Attorney Client Privilege, emails, and family: CPLR § 4503

CPLR § 4503 Attorney
(a) 1 Confidential communication privileged

The attorney-client privilege, which is codified in CPLR 4503(a), "fosters the open dialogue [*2]between lawyer and client that is deemed essential to effective representation" (Spectrum Sys. Intl. Corp. v Chemical Bank, 78 NY2d 371, 377). Since the attorney-client privilege " constitutes an obstacle' to the truth-finding process'" (Matter of Priest v Hennessy, 51 NY2d 62, 68, quoting Matter of Jacqueline F., 47 NY2d 215, 219), however, the "protection claimed must be narrowly construed" (Spectrum Sys. Intl. Corp. v Chemical Bank, 78 NY2d at 377). The scope of the privilege is to be determined on a case-by-case basis (see Matter of Priest v Hennessy, 51 NY2d at 68;Matter of Jacqueline F., 47 NY2d at 222), and "[t]he burden of proving each element of the privilege rests upon the party asserting it" (People v Osorio, 75 NY2d 80, 84).

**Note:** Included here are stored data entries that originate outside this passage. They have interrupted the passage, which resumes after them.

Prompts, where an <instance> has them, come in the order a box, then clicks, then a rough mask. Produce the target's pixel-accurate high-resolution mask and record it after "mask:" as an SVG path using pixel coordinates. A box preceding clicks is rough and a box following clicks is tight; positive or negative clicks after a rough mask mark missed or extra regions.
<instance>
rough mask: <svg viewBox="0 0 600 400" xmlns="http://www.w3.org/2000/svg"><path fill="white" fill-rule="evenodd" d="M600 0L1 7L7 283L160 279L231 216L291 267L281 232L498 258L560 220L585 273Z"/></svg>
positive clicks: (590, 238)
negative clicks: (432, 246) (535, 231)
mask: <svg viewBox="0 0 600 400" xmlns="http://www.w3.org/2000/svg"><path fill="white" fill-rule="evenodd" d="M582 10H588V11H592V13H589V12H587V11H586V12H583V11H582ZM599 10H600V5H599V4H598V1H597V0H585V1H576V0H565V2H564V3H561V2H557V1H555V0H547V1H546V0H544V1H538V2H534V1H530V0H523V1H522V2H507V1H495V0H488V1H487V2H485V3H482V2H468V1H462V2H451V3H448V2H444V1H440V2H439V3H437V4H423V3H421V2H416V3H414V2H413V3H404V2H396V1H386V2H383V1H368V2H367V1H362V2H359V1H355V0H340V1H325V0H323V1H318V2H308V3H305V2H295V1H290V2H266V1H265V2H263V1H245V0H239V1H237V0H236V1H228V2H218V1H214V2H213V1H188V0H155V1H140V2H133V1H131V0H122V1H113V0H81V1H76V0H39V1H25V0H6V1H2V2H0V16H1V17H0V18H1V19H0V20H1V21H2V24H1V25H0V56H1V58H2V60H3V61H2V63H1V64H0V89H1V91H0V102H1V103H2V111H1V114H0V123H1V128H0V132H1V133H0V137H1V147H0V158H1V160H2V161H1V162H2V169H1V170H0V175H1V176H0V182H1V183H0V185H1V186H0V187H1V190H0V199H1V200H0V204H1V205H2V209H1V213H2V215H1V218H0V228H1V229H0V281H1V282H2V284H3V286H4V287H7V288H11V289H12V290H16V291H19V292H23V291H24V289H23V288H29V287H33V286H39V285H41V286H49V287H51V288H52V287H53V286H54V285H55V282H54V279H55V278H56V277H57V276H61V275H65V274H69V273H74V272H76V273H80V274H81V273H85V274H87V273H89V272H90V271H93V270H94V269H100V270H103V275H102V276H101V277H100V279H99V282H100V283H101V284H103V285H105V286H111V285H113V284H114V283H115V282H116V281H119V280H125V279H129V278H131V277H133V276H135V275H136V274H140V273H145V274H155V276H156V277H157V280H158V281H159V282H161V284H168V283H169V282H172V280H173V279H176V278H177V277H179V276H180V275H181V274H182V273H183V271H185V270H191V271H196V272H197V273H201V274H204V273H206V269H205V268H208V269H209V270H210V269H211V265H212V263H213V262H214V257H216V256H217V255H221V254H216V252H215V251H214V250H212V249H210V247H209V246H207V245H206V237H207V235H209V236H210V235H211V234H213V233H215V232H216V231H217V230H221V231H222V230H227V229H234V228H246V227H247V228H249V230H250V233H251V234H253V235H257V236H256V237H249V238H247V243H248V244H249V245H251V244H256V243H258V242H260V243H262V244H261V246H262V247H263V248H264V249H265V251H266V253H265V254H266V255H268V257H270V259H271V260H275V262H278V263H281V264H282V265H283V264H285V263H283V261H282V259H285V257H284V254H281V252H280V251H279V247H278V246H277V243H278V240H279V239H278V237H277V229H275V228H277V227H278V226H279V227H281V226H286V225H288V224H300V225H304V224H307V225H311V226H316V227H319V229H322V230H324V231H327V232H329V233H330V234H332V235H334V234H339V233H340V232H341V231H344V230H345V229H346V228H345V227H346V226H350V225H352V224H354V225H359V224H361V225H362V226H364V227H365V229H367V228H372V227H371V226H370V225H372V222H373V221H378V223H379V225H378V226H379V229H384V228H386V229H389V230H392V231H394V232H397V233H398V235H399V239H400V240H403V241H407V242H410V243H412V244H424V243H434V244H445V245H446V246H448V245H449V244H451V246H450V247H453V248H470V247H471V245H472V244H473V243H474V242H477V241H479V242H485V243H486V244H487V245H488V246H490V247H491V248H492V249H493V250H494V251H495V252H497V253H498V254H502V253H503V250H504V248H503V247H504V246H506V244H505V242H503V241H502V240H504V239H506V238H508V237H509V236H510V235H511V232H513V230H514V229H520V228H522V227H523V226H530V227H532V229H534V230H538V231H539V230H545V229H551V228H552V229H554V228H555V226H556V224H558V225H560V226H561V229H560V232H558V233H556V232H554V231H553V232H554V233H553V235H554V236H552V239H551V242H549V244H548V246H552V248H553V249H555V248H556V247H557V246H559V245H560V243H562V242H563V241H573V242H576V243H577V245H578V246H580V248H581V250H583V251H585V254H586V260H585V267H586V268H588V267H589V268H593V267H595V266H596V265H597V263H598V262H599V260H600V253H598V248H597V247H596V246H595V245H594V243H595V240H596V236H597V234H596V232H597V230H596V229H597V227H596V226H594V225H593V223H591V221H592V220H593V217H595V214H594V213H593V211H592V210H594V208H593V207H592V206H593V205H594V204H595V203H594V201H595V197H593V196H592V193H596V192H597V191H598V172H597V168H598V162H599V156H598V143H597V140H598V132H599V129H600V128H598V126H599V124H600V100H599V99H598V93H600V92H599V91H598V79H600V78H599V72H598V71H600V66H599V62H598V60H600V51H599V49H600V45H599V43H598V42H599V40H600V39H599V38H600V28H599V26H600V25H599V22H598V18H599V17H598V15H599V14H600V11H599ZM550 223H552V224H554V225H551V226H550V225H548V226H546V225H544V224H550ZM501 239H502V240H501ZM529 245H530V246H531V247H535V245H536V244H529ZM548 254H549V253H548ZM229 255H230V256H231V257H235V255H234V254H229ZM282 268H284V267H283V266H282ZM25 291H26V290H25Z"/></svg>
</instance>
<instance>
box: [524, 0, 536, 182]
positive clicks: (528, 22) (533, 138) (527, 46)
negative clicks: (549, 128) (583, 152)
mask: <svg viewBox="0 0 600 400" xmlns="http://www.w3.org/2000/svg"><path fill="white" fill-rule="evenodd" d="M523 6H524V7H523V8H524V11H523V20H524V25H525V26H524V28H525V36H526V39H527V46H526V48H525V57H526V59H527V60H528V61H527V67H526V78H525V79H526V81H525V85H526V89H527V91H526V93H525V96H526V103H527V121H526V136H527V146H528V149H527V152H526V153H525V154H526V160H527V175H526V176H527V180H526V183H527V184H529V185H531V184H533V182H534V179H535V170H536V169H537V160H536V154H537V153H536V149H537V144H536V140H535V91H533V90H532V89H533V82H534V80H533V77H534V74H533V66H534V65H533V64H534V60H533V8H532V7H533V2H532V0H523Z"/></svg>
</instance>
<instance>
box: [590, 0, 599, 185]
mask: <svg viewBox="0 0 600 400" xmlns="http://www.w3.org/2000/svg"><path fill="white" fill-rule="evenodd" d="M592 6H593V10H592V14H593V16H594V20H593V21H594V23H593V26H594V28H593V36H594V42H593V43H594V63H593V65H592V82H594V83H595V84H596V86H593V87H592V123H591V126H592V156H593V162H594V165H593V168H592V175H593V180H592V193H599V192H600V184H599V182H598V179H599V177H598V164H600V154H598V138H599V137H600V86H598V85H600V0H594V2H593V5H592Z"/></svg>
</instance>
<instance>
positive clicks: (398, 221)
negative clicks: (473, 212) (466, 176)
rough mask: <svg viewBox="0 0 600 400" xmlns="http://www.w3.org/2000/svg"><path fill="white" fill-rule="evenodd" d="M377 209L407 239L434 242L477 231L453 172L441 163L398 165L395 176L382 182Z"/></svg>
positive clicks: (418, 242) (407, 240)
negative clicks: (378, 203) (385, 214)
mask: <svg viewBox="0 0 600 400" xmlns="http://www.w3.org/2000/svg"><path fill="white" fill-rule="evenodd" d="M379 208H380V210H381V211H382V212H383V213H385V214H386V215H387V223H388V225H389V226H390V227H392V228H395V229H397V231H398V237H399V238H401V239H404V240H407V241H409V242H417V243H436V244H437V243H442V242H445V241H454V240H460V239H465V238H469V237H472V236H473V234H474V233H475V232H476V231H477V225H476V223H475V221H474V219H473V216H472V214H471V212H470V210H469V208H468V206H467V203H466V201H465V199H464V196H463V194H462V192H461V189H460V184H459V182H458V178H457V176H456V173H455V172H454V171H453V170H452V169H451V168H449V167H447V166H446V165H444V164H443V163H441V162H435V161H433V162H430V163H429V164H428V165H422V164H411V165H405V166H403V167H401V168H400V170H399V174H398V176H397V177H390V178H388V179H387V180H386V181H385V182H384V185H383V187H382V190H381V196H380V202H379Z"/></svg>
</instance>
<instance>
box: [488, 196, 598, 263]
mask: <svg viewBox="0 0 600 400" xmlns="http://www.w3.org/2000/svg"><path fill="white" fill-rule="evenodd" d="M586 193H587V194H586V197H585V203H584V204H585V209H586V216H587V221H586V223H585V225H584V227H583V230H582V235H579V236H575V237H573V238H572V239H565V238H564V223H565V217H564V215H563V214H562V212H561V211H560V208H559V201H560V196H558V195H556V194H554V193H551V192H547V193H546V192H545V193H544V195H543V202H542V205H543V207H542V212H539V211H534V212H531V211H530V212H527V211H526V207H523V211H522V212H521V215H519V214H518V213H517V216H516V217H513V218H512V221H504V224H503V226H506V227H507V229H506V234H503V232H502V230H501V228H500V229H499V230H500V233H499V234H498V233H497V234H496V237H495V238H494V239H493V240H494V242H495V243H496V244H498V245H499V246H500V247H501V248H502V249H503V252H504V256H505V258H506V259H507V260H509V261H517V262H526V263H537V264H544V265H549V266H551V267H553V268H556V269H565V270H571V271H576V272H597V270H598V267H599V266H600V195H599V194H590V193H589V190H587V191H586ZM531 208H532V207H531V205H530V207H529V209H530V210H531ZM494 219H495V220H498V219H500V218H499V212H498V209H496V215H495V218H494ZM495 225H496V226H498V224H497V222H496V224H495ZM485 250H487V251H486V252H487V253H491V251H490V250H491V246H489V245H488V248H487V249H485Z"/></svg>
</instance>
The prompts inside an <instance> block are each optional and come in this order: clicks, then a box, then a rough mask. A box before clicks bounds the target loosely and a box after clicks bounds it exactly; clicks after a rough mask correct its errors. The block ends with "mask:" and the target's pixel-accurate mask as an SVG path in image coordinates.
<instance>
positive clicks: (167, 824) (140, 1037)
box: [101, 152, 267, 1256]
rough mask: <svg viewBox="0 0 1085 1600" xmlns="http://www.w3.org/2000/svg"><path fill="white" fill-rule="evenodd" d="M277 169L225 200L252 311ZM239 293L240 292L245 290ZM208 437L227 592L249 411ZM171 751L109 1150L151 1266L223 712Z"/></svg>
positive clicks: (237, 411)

Here, the plaintiff failed to meet her burden of demonstrating, as required to avoid discovery, that the e-mail communications between herself and her attorneys were made in confidence. According to the plaintiff, her children did not merely know the password to the e-mail account that she used to communicate with her attorneys, but the children regularly used the e-mail account, and, the plaintiff alleged, the defendants' mere act of sending an e-mail addressed solely to her on that account constituted "publication" for purposes of establishing a defamation cause of action. Furthermore, the individuals who had unrestricted access to the plaintiff's attorney-client communications were not unrelated to the plaintiff's adversary or to her lawsuit (cf. Stroh v General Motors Corp., 213 AD2d 267, 267-268). While these individuals were the plaintiff's own children, they were also the children of her adversary, and the plaintiff's lawsuit is grounded upon the publication of the allegedly defamatory e-mail to one of the children. There is no evidence, moreover, that the plaintiff requested that the children keep the communications confidential. Under these circumstances, it cannot be said that the plaintiff had "a reasonable expectation of confidentiality" in the e-mail communications between herself and her attorneys, which communications were freely accessible by third parties (People v Osorio, 75 NY2d at 84; cf. People v Mitchell, 58 NY2d 368, 375; People v Harris, 57 NY2d 335, 343, cert denied 460 US 1047; Sieger v Zak, 60 AD3d 661, 662-663; In re Asia Global Crossing, Ltd., 322 BR 247, 251, 258 [Bankr SD NY]; Scott v Beth Israel Med. Ctr., Inc., 17 Misc 3d 934). Accordingly, because "the attorney-client privilege does not attach unless there is a confidential communication' between counsel and his or her client" (Matter of Vanderbilt [Rosner-Hickey], 57 NY2d 66, 76), the Supreme Court properly granted that branch of the defendants' motion which was to compel the plaintiff to produce the subject e-mail communications, and properly denied that branch of the plaintiff's cross motion which was for a protective order pursuant to CPLR 3103 with respect to those e-mail communications.